まぁ、何が言いたいかというと可愛い女の子が楽しそうに、美味しそうにご飯を食べる姿は眼福だってことです。たくさん食べる君が好きってやつだね。
食事が済んだら次はお風呂である。
「じゃあ、先に入ってくれ。俺は後でいいから」
「いえいえ、そんな。やっぱりコースケさんから入ってください。私達は後で良いですから」
「そうです。一番はやっぱりコースケさんから入るべきだと思います」
一番風呂、という概念は教えてないんだけどな。何故かピルナ達は俺に先に入るように促してくる。うーん、残り湯に入られるのが嫌、とかそういうことだろうか?
「いや、気になるならお湯も張り替えるし。こういうのはレディファーストでどうぞ」
「それじゃあいっそのこと一緒に入ってしましょうか!」
フロンテがとんでもないことを言い始める。それはまずいですよ!
「いいですね! お背中も流しますよ」
「えっ、いや、それはちょっと」
ピルナも同意し、他のハーピィさん達も乗り気だ。いやいやいやいや。
「いいですからいいですから」
「れんこー」
「待て待て、君達もう少し恥じらいというものを――ちょ、思ったより力つよっ」
「日頃の感謝を込めてサービスしますから」
「本当に感謝してるんですよ、私達」
割と真面目に抵抗するが、総勢八人のハーピィ達は俺をズリズリと風呂場へと引きずっていく。いやっ! やめて! サービスとか言って私にいやらしいことするつもりでしょう!? 薄い本みたいに! 薄い本みたいに!
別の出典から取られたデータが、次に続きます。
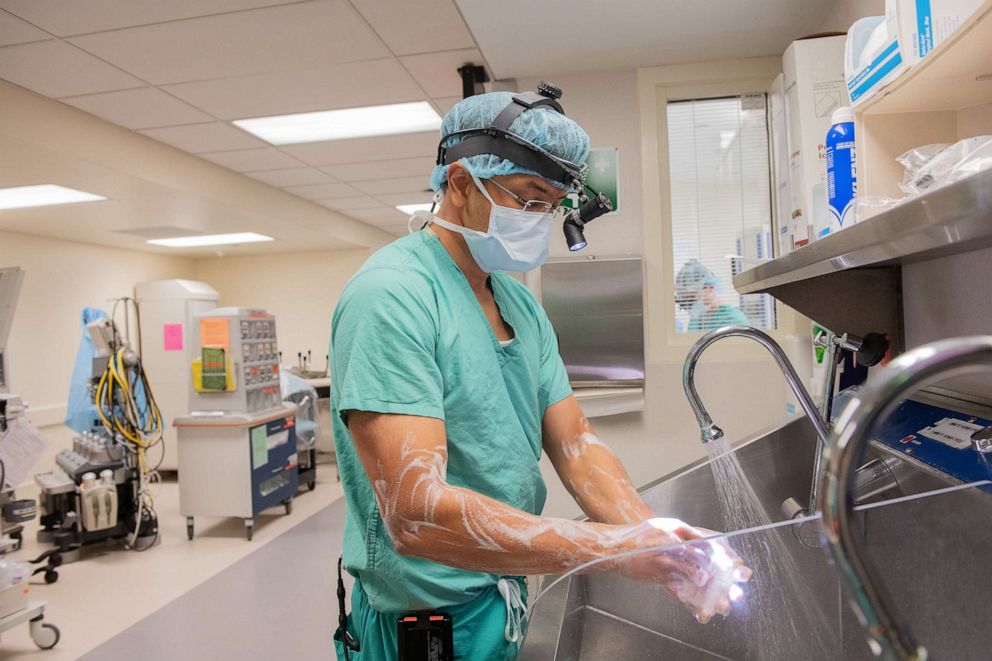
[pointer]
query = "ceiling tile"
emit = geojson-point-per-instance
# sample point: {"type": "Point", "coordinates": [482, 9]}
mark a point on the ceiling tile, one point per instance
{"type": "Point", "coordinates": [392, 20]}
{"type": "Point", "coordinates": [285, 38]}
{"type": "Point", "coordinates": [335, 86]}
{"type": "Point", "coordinates": [387, 147]}
{"type": "Point", "coordinates": [354, 203]}
{"type": "Point", "coordinates": [394, 199]}
{"type": "Point", "coordinates": [445, 104]}
{"type": "Point", "coordinates": [139, 109]}
{"type": "Point", "coordinates": [292, 177]}
{"type": "Point", "coordinates": [15, 31]}
{"type": "Point", "coordinates": [380, 214]}
{"type": "Point", "coordinates": [251, 160]}
{"type": "Point", "coordinates": [68, 17]}
{"type": "Point", "coordinates": [401, 185]}
{"type": "Point", "coordinates": [55, 68]}
{"type": "Point", "coordinates": [201, 138]}
{"type": "Point", "coordinates": [399, 167]}
{"type": "Point", "coordinates": [437, 73]}
{"type": "Point", "coordinates": [322, 191]}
ハーピィさん達の羽を使った全身洗いとマッサージは大変気持ちよかったです。はい。これは一度味わったらアカンやつや……なお、貞操の心配はありませんでしたが、何もかもを見られてしまいました。
いやちょっとまって。そこはマッサージしないで。だめだから! それはアウト! アウトだから! 貞操の心配があるから! 本番じゃなければセーフとか欺瞞だから!
どこまでがセーフでどこまでがアウトなのか……彼女達はギリギリのラインを攻めていくのであった。